The perfect match evidenced between tissue and faecal samples in the adenocarcinoma group is similar to that previously reported (Sidransky et al., 1992; Smith-Ravin et al., 1995; Ratto et al., 1996). The reasons behind this agreement are still unclear. It has been proposed that colorectal tumour cells could account for up to 1% of the epithelial cells shed from the colon into the stool (Ratto et al., 1996). However, the distinct agreement rates observed in our study between the different techniques utilised (Table II) suggest that this proportion of cancer cells may have been overestimated. Alternatively, it has been suggested that DNA from cancer cells could be more resistant to degradation (Sidransky et al., 1992), offering a better template for the PCR reaction than the rest of epithelial cells. This assumption, however, has not been proved. Furthermore, we have shown that the agreement rate between faecal samples and adenomas remains high (65%). Encapsulation of the pre-malignant tissue and the consequent decrease of the cells shed into the stool could account for the relatively lower agreement observed in adenomas. Altogether, our findings further support the use of faecal K-ras mutation analysis in early non-invasive diagnosis of colorectal tumours. When this methodology was applied to diagnosis of pancreatic masses, the main analytical contribution of the CED-RFLP/PCR approach when compared with the IDE technique, was a better practicability based on a faster procedure and simplified handling. It is of note that the higher sensitivity of the technique offered a better PCR yield without adding false positives, further supporting its reliability in distinct clinical settings that share the clinical suspicion of malignancy.

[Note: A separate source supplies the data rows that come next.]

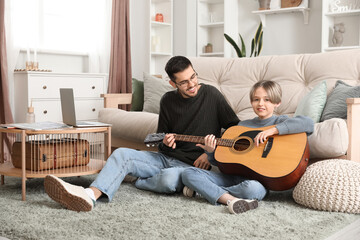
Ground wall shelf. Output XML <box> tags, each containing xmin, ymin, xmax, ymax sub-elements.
<box><xmin>199</xmin><ymin>52</ymin><xmax>224</xmax><ymax>57</ymax></box>
<box><xmin>199</xmin><ymin>22</ymin><xmax>224</xmax><ymax>28</ymax></box>
<box><xmin>325</xmin><ymin>9</ymin><xmax>360</xmax><ymax>17</ymax></box>
<box><xmin>321</xmin><ymin>0</ymin><xmax>360</xmax><ymax>52</ymax></box>
<box><xmin>252</xmin><ymin>7</ymin><xmax>310</xmax><ymax>27</ymax></box>
<box><xmin>324</xmin><ymin>46</ymin><xmax>360</xmax><ymax>52</ymax></box>
<box><xmin>196</xmin><ymin>0</ymin><xmax>239</xmax><ymax>57</ymax></box>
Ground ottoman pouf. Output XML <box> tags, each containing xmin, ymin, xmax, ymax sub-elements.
<box><xmin>293</xmin><ymin>159</ymin><xmax>360</xmax><ymax>213</ymax></box>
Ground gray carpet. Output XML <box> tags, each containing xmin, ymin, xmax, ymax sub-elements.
<box><xmin>0</xmin><ymin>176</ymin><xmax>360</xmax><ymax>240</ymax></box>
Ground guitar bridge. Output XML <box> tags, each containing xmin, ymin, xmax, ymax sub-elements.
<box><xmin>261</xmin><ymin>137</ymin><xmax>274</xmax><ymax>158</ymax></box>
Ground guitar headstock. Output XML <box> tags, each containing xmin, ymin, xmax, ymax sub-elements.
<box><xmin>144</xmin><ymin>133</ymin><xmax>165</xmax><ymax>147</ymax></box>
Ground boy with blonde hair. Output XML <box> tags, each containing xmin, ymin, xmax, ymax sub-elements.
<box><xmin>181</xmin><ymin>80</ymin><xmax>314</xmax><ymax>213</ymax></box>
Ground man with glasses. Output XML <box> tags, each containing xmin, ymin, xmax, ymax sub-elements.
<box><xmin>44</xmin><ymin>56</ymin><xmax>239</xmax><ymax>211</ymax></box>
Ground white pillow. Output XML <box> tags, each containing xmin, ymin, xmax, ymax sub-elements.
<box><xmin>143</xmin><ymin>72</ymin><xmax>174</xmax><ymax>114</ymax></box>
<box><xmin>294</xmin><ymin>80</ymin><xmax>327</xmax><ymax>123</ymax></box>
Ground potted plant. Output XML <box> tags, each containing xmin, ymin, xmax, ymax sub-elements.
<box><xmin>224</xmin><ymin>22</ymin><xmax>263</xmax><ymax>58</ymax></box>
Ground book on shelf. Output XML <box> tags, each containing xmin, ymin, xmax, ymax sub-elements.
<box><xmin>0</xmin><ymin>121</ymin><xmax>72</xmax><ymax>130</ymax></box>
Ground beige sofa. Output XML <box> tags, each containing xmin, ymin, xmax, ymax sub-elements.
<box><xmin>99</xmin><ymin>50</ymin><xmax>360</xmax><ymax>161</ymax></box>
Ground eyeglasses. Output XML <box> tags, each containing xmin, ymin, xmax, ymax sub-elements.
<box><xmin>176</xmin><ymin>72</ymin><xmax>198</xmax><ymax>87</ymax></box>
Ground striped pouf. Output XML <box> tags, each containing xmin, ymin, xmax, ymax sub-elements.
<box><xmin>293</xmin><ymin>159</ymin><xmax>360</xmax><ymax>213</ymax></box>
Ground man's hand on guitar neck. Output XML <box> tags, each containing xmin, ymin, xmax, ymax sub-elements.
<box><xmin>194</xmin><ymin>153</ymin><xmax>211</xmax><ymax>170</ymax></box>
<box><xmin>254</xmin><ymin>127</ymin><xmax>279</xmax><ymax>147</ymax></box>
<box><xmin>163</xmin><ymin>133</ymin><xmax>176</xmax><ymax>149</ymax></box>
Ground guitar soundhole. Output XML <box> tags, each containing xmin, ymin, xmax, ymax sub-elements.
<box><xmin>234</xmin><ymin>138</ymin><xmax>250</xmax><ymax>151</ymax></box>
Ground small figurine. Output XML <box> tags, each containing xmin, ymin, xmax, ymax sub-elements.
<box><xmin>332</xmin><ymin>23</ymin><xmax>345</xmax><ymax>47</ymax></box>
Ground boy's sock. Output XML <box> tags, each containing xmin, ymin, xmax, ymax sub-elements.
<box><xmin>85</xmin><ymin>188</ymin><xmax>96</xmax><ymax>202</ymax></box>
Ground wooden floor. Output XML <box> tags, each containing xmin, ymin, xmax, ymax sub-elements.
<box><xmin>326</xmin><ymin>218</ymin><xmax>360</xmax><ymax>240</ymax></box>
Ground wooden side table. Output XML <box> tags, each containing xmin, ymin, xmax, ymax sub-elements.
<box><xmin>0</xmin><ymin>127</ymin><xmax>111</xmax><ymax>201</ymax></box>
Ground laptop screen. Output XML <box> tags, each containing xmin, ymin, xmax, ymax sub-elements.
<box><xmin>60</xmin><ymin>88</ymin><xmax>76</xmax><ymax>126</ymax></box>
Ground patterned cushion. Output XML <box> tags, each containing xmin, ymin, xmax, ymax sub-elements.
<box><xmin>293</xmin><ymin>159</ymin><xmax>360</xmax><ymax>213</ymax></box>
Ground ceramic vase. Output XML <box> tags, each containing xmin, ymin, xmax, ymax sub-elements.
<box><xmin>259</xmin><ymin>0</ymin><xmax>271</xmax><ymax>10</ymax></box>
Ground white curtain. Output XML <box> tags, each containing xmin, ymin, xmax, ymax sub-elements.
<box><xmin>5</xmin><ymin>0</ymin><xmax>112</xmax><ymax>109</ymax></box>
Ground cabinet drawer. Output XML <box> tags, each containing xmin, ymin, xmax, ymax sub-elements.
<box><xmin>28</xmin><ymin>76</ymin><xmax>105</xmax><ymax>99</ymax></box>
<box><xmin>33</xmin><ymin>98</ymin><xmax>104</xmax><ymax>122</ymax></box>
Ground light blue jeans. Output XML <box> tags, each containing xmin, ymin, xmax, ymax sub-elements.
<box><xmin>90</xmin><ymin>148</ymin><xmax>191</xmax><ymax>202</ymax></box>
<box><xmin>181</xmin><ymin>167</ymin><xmax>267</xmax><ymax>205</ymax></box>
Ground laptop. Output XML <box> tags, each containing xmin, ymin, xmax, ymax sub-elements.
<box><xmin>60</xmin><ymin>88</ymin><xmax>111</xmax><ymax>128</ymax></box>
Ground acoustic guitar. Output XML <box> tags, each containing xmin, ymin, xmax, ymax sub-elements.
<box><xmin>144</xmin><ymin>126</ymin><xmax>310</xmax><ymax>191</ymax></box>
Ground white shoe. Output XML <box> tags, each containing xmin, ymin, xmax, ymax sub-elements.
<box><xmin>227</xmin><ymin>198</ymin><xmax>259</xmax><ymax>214</ymax></box>
<box><xmin>44</xmin><ymin>175</ymin><xmax>94</xmax><ymax>212</ymax></box>
<box><xmin>183</xmin><ymin>186</ymin><xmax>197</xmax><ymax>197</ymax></box>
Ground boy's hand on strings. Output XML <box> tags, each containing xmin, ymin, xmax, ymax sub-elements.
<box><xmin>163</xmin><ymin>133</ymin><xmax>176</xmax><ymax>149</ymax></box>
<box><xmin>196</xmin><ymin>134</ymin><xmax>216</xmax><ymax>153</ymax></box>
<box><xmin>254</xmin><ymin>127</ymin><xmax>279</xmax><ymax>147</ymax></box>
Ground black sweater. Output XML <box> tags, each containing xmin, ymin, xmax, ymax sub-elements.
<box><xmin>157</xmin><ymin>84</ymin><xmax>239</xmax><ymax>165</ymax></box>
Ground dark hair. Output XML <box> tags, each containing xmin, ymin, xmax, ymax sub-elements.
<box><xmin>250</xmin><ymin>80</ymin><xmax>282</xmax><ymax>104</ymax></box>
<box><xmin>165</xmin><ymin>56</ymin><xmax>193</xmax><ymax>82</ymax></box>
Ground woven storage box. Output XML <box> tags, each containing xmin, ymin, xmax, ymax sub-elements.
<box><xmin>12</xmin><ymin>138</ymin><xmax>90</xmax><ymax>171</ymax></box>
<box><xmin>293</xmin><ymin>159</ymin><xmax>360</xmax><ymax>213</ymax></box>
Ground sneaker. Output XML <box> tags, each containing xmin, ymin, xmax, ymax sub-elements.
<box><xmin>227</xmin><ymin>198</ymin><xmax>259</xmax><ymax>214</ymax></box>
<box><xmin>44</xmin><ymin>175</ymin><xmax>94</xmax><ymax>212</ymax></box>
<box><xmin>183</xmin><ymin>186</ymin><xmax>197</xmax><ymax>197</ymax></box>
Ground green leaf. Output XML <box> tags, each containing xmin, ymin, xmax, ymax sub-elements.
<box><xmin>250</xmin><ymin>38</ymin><xmax>255</xmax><ymax>57</ymax></box>
<box><xmin>255</xmin><ymin>22</ymin><xmax>262</xmax><ymax>44</ymax></box>
<box><xmin>224</xmin><ymin>33</ymin><xmax>242</xmax><ymax>58</ymax></box>
<box><xmin>239</xmin><ymin>33</ymin><xmax>246</xmax><ymax>57</ymax></box>
<box><xmin>258</xmin><ymin>32</ymin><xmax>263</xmax><ymax>55</ymax></box>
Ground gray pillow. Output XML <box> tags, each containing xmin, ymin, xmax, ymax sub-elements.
<box><xmin>321</xmin><ymin>80</ymin><xmax>360</xmax><ymax>122</ymax></box>
<box><xmin>143</xmin><ymin>72</ymin><xmax>174</xmax><ymax>113</ymax></box>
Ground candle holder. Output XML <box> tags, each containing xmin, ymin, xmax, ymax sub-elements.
<box><xmin>25</xmin><ymin>61</ymin><xmax>34</xmax><ymax>71</ymax></box>
<box><xmin>32</xmin><ymin>62</ymin><xmax>39</xmax><ymax>71</ymax></box>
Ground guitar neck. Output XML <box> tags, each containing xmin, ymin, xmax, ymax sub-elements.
<box><xmin>175</xmin><ymin>134</ymin><xmax>234</xmax><ymax>147</ymax></box>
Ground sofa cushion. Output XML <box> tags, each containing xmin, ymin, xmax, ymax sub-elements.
<box><xmin>321</xmin><ymin>80</ymin><xmax>360</xmax><ymax>121</ymax></box>
<box><xmin>99</xmin><ymin>108</ymin><xmax>159</xmax><ymax>142</ymax></box>
<box><xmin>308</xmin><ymin>118</ymin><xmax>349</xmax><ymax>158</ymax></box>
<box><xmin>294</xmin><ymin>81</ymin><xmax>327</xmax><ymax>123</ymax></box>
<box><xmin>130</xmin><ymin>78</ymin><xmax>144</xmax><ymax>111</ymax></box>
<box><xmin>143</xmin><ymin>72</ymin><xmax>174</xmax><ymax>113</ymax></box>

In conclusion, the CED-RFLP/PCR method for the detection of K-ras codon 12 mutations offers a good alternative for early non-invasive diagnosis of colorectal tumours. In symptomatic patients, the technique does not have false positives and displays a high agreement rate between tissue and faecal samples both in carcinomas and adenomas. This method could offer a good alternative to colonoscopy when this diagnostic procedure cannot be adequately performed. In pancreatic cancer diagnosis, its simplified handling favours its use.
We thank Dr. C. García for supplying DNA from the NP9 pancreatic cancer cell line.